September 27, 2015 | Sunday

Are Volunteers Just Plain Fools? – by Stefan Veljković

The first thing that comes to one’s mind when somebody mentions “volunteering” in the North is “not getting paid.” You may provide them with any amount of information on the topic, but they are quite persistent in protecting their afore created misconceptions.

Now, the most part of the NGO sector in the North deserves, by all means, the label of “money predators,” however it would be unfair and false to suggest that all NGOs in the North are in the same basket. I can vouch for that.

I’ve been a youth worker for the past 5 and a half years, I worked with hundreds of young people, dozens of parents, teachers, but not so many activists. Why not?! – you may well ask. For one simple reason: there aren’t many! Future activists, volunteers, enthusiasts – call them what you want – are being suppressed by their respective communities by the hundreds; they are made to think that volunteering is something that not very bright people believe and engage in.

This harmful delusion needs to change. Immediately.

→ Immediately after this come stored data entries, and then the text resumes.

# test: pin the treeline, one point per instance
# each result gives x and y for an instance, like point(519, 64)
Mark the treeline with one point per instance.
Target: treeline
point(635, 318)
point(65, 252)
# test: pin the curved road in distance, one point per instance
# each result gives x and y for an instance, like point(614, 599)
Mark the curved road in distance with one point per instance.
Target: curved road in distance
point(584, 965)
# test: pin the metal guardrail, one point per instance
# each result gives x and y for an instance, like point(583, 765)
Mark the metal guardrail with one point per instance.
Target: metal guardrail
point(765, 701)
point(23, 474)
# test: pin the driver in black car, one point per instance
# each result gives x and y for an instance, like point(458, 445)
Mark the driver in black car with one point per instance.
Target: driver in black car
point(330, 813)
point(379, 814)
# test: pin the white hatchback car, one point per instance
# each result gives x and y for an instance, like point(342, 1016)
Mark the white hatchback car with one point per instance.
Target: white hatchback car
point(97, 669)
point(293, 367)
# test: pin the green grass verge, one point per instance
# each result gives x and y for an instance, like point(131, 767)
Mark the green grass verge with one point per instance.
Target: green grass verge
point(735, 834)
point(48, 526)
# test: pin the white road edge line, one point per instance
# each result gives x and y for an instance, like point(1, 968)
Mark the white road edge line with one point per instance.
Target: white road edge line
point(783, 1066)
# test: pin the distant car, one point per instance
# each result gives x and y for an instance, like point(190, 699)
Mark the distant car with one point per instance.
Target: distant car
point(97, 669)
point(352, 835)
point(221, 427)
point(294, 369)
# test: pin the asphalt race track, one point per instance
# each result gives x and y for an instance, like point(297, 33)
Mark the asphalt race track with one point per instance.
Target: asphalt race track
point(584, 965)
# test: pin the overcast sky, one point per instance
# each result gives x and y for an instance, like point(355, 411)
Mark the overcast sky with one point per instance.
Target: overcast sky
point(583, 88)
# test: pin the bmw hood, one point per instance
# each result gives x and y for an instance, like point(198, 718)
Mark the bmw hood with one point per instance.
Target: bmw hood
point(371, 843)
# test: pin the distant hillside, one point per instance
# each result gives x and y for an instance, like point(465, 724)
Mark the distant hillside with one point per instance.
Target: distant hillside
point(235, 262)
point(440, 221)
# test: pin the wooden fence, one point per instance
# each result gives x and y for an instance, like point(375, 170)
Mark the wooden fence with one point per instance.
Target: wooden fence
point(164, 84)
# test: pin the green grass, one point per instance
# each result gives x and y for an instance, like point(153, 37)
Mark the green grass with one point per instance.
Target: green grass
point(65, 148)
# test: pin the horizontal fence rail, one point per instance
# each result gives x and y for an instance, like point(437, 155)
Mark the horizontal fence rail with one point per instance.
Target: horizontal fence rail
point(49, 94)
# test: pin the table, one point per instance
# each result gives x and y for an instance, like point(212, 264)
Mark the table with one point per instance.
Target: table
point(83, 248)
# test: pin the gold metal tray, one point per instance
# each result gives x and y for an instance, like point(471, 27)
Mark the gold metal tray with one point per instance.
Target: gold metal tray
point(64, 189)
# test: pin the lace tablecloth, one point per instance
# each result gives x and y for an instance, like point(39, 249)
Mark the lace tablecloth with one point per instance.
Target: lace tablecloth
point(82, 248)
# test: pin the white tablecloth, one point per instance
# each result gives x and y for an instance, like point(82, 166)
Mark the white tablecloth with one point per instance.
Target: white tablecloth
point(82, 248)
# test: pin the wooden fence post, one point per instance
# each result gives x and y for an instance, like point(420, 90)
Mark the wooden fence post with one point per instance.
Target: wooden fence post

Synergy, the North Mitrovica based youth organization I work in, organized or participated in numerous actions and activities all striving to create a better city and a better society that young people wouldn’t want to move out of. It might be striking for the reader to know that more than 600 NGOs “exist” in the North. Nevertheless, Synergy is currently the only NGO in the North to gather a large number of young activists (more than 150 active members aged 12 to 20). The potential of such a group is enormous. But how do we motivate our members to enroll in volunteering? For starters: we tell them that their opinions and attitudes matter to us, because they truly do! We include their suggestions, their opinions in our work. Not such a huge revelation, right? What we do is tell them that they’re the ones to change their community for the better! What we never do is tell them that they should give everything up and just behave and act as the rest of their peers and friends, which is what most of the community teaches them. We repeatedly speak to them about being different! Indifference is precisely what led us into the apathy most people are now in.

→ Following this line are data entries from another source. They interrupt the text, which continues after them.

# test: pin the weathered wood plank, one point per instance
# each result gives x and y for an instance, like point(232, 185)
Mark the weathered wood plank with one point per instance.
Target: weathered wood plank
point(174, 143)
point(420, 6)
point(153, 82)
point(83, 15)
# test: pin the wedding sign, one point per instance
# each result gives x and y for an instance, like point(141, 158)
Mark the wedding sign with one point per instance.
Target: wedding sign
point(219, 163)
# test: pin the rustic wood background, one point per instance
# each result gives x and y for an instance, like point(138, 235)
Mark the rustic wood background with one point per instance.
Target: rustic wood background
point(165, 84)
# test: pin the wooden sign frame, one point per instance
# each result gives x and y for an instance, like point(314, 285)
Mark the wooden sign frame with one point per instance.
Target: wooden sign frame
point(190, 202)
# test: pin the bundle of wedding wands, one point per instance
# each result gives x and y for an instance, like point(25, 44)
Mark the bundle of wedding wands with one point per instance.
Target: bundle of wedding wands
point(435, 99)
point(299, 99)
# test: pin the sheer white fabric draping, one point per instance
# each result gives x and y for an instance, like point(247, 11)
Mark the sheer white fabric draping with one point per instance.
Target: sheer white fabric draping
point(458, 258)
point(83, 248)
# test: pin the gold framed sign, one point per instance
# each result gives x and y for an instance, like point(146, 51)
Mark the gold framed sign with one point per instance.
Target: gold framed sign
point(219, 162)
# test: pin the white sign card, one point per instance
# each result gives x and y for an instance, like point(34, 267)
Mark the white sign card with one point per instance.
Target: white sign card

The National Strategy for Youth and Administrative Instruction for Volunteers of Kosovo are both written in a terrible mixture of Serbian, Albanian and English vocabularies and syntaxes, and are quite unclear even to somebody who specializes in linguistics, such as myself. Both documents should be at least made readable and understandable to those who wish to get informed on the topic. In order for these documents to become relevant, they must be re-translated, so that they may be criticized and revised. However, they haven’t so far had any relevance in the North whatsoever, and it seems that they will continue to have zero influence. On the other hand, the Government of Serbia also created a National Strategy for Youth and a Law on Volunteering, but neither of the two is being implemented in the North, due to ongoing socio-political issues. Basically, we have no law or legislation to support young people to volunteer or become active members of their respective communities.

Inspiring young people to become volunteers, to participate in socially responsible work might be just the hardest thing for youth workers in modern society. Most of the youth are distracted by so many unimportant issues, irrelevant topics, everyday matters that don’t deserve their attention at all. That’s why it is up to us, youth workers, to entertain the thought of attracting young people to participate, to be provocative in our appearances, to try and inspire young people with thought-provoking messages.

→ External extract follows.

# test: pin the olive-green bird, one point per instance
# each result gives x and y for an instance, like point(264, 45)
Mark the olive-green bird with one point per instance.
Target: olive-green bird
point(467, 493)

Time is of the essence. Youth workers have got to start acting right now, they need to be less stricken by apathy and more interested in how to get the youth to become volunteers and active members of their society. Now, nobody said it was going to be an easy job, and we – the young people – cannot afford to gamble our youth only for fun, we need to utilize it in order to live in a better and more prosperous community. The thing is – I don’t think we have a choice; we have to decide whether we want to be observers of changes, or the actors making the changes actually happen, and what better way is there than through volunteering and youth work!